Sencilla y bien contada. Así es esta historia sobre un joven ensimismado cuya vida aún parece más triste con esas pinturas de neón. Su carácter contrasta grandemente con el de su amante y colaborador. Pedro es solitario y reservado, su amigo tiene un entorno en el que todo resulta amable y cordial. Los dos se hacen querer y uno desearía que la vida les tratara bien. Así que Tinta bruta nos cuenta sin grandes ambiciones una historia interesante y bien interpretada. Con películas como esta ni la causa LGTB ni el cine resultan devaluados. Y eso no siempre es así.

jueves, 17 de noviembre de 2016

La orilla

de Filipe Matzembacher y Marcio Reolon. Brasil, 2015. 83.
17 de noviembre de 2016. Centro Niemeyer, Avilés. V.O.S.

Dos amigos que viven en Porto Alegre pasan un par de días de invierno en la casa que la familia que uno de ellos tiene en la playa. El motivo es hacer algunas gestiones que le ha encargado su padre. Será la ocasión para que se conozcan de otra forma.

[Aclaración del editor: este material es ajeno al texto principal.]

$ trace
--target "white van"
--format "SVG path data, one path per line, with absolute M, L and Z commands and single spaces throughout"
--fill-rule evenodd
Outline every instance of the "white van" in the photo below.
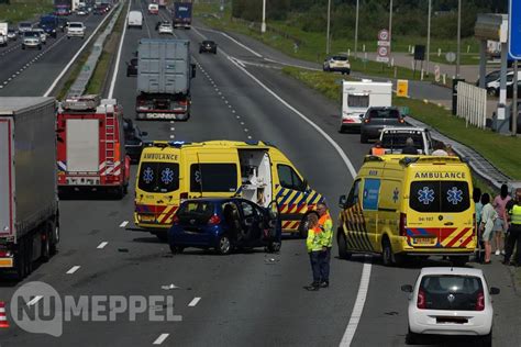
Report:
M 136 26 L 143 29 L 143 13 L 141 11 L 130 11 L 126 27 Z
M 342 82 L 342 114 L 340 132 L 359 128 L 362 117 L 372 107 L 392 105 L 392 83 L 374 82 L 370 79 Z

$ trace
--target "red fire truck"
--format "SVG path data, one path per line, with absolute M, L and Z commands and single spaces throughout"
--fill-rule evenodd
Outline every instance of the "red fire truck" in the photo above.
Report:
M 123 110 L 113 99 L 82 96 L 62 102 L 57 115 L 58 192 L 111 191 L 126 194 Z

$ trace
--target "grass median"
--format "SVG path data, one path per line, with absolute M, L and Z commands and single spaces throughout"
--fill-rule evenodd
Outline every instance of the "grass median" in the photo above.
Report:
M 340 103 L 341 86 L 336 74 L 303 70 L 285 67 L 282 71 L 308 87 L 319 90 L 328 98 Z M 440 133 L 479 152 L 503 174 L 521 179 L 521 138 L 502 136 L 491 131 L 467 127 L 465 120 L 453 116 L 444 108 L 420 100 L 393 98 L 397 107 L 408 107 L 411 115 L 429 124 Z

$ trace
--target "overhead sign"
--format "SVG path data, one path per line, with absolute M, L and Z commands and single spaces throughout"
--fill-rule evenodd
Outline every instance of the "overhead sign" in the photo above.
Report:
M 409 81 L 407 79 L 399 79 L 396 82 L 396 96 L 407 98 L 409 94 Z
M 508 51 L 516 59 L 521 59 L 521 0 L 510 0 L 508 11 Z
M 378 55 L 376 56 L 376 61 L 379 63 L 389 63 L 390 54 L 390 36 L 389 31 L 383 29 L 378 32 Z

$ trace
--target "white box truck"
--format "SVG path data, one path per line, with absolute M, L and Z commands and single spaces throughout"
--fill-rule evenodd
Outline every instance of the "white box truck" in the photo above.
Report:
M 343 133 L 348 128 L 359 130 L 362 117 L 368 108 L 391 107 L 391 82 L 374 82 L 370 79 L 342 81 L 340 132 Z
M 54 98 L 0 98 L 0 270 L 18 279 L 59 240 Z

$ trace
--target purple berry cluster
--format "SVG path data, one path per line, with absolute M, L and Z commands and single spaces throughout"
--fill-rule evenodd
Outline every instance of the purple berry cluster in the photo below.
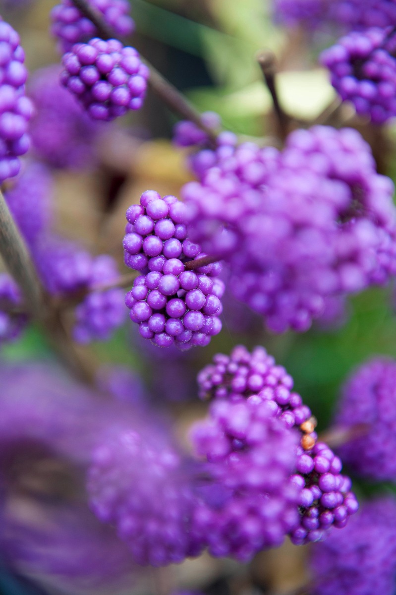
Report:
M 80 343 L 106 340 L 125 319 L 122 290 L 95 290 L 118 278 L 114 259 L 102 255 L 93 257 L 72 242 L 44 236 L 34 246 L 33 255 L 47 290 L 65 296 L 86 292 L 76 309 L 74 339 Z
M 62 83 L 94 120 L 108 121 L 142 107 L 149 71 L 134 48 L 95 37 L 76 43 L 62 62 Z
M 225 403 L 225 407 L 230 403 L 243 405 L 247 400 L 265 403 L 285 428 L 300 432 L 291 477 L 301 490 L 299 524 L 288 531 L 294 543 L 320 540 L 331 526 L 346 524 L 358 508 L 350 491 L 350 480 L 340 474 L 342 463 L 338 457 L 326 444 L 317 443 L 315 419 L 300 396 L 291 390 L 293 381 L 284 368 L 276 365 L 263 347 L 256 347 L 250 354 L 240 346 L 230 356 L 215 355 L 213 364 L 199 373 L 198 384 L 201 399 L 213 399 Z M 238 427 L 246 416 L 237 412 L 235 409 L 234 418 L 227 423 Z M 218 438 L 218 447 L 221 445 Z
M 340 448 L 354 471 L 378 481 L 396 481 L 396 362 L 375 358 L 344 387 L 336 423 L 357 430 Z M 360 430 L 359 430 L 360 427 Z
M 233 293 L 272 331 L 305 331 L 327 298 L 396 271 L 393 184 L 356 130 L 297 130 L 282 152 L 230 139 L 200 153 L 212 164 L 182 193 L 190 237 L 228 261 Z
M 353 32 L 322 54 L 342 101 L 375 124 L 396 115 L 396 59 L 384 45 L 387 30 Z
M 36 70 L 29 84 L 35 113 L 29 127 L 33 148 L 56 168 L 81 170 L 95 164 L 101 124 L 93 121 L 59 82 L 58 65 Z
M 142 271 L 125 296 L 144 339 L 160 347 L 207 345 L 221 330 L 224 285 L 218 263 L 186 268 L 206 255 L 188 237 L 185 205 L 147 190 L 127 211 L 125 264 Z
M 10 312 L 20 306 L 22 296 L 14 280 L 5 273 L 0 273 L 0 346 L 18 339 L 27 324 L 25 314 Z
M 54 183 L 42 164 L 28 162 L 14 185 L 5 192 L 5 200 L 28 245 L 33 246 L 49 224 Z
M 130 15 L 127 0 L 89 0 L 106 23 L 121 37 L 130 35 L 134 23 Z M 84 16 L 72 0 L 62 0 L 51 12 L 51 32 L 59 40 L 62 53 L 68 52 L 75 43 L 82 43 L 96 37 L 98 31 L 93 23 Z
M 298 523 L 301 490 L 290 478 L 298 436 L 276 418 L 274 402 L 257 399 L 212 404 L 209 419 L 193 427 L 196 455 L 208 461 L 194 515 L 212 556 L 247 562 L 278 547 Z
M 396 501 L 366 502 L 344 531 L 312 550 L 312 595 L 393 595 L 396 588 Z
M 180 455 L 158 434 L 155 441 L 125 430 L 105 441 L 93 453 L 87 488 L 92 510 L 115 525 L 137 563 L 164 566 L 199 553 Z
M 219 128 L 221 124 L 221 119 L 215 112 L 204 112 L 201 120 L 205 126 L 213 130 Z M 176 146 L 199 146 L 205 145 L 208 140 L 206 133 L 188 120 L 180 120 L 174 129 L 173 142 Z
M 25 95 L 24 57 L 19 35 L 0 20 L 0 182 L 18 174 L 18 157 L 29 148 L 27 131 L 33 105 Z
M 276 21 L 288 26 L 338 31 L 385 28 L 396 22 L 394 0 L 274 0 Z
M 76 308 L 73 335 L 78 343 L 107 341 L 125 318 L 124 293 L 118 287 L 95 291 L 95 286 L 116 281 L 120 274 L 114 259 L 102 254 L 92 260 L 87 287 L 91 291 Z

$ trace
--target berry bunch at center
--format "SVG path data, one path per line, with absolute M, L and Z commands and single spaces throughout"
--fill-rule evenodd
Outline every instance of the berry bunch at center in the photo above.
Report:
M 188 239 L 184 205 L 147 190 L 126 217 L 125 263 L 142 274 L 125 303 L 140 334 L 160 347 L 207 345 L 221 330 L 224 285 L 219 263 L 204 264 L 200 246 Z

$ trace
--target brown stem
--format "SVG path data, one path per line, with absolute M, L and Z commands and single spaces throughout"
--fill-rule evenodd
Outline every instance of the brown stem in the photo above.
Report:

Primeros planos de una cámara muy subjetiva. Profundidad de campo mínima para que las imagenes sean coherentes con lo mucho que queda fuera de campo en esta película. Las atmósferas y los gestos son lo más importante. Por el tema y el planteamiento de la historia, La orilla me ha hecho pensar en la estupenda Taekwondo de Marco Berger y Martín Farinaque que vi en agosto en Buenos Aires. Pero el Festival de Berlín y el Centro Niemeyer habrían acertado mucho más si se hubieran fijado en ella.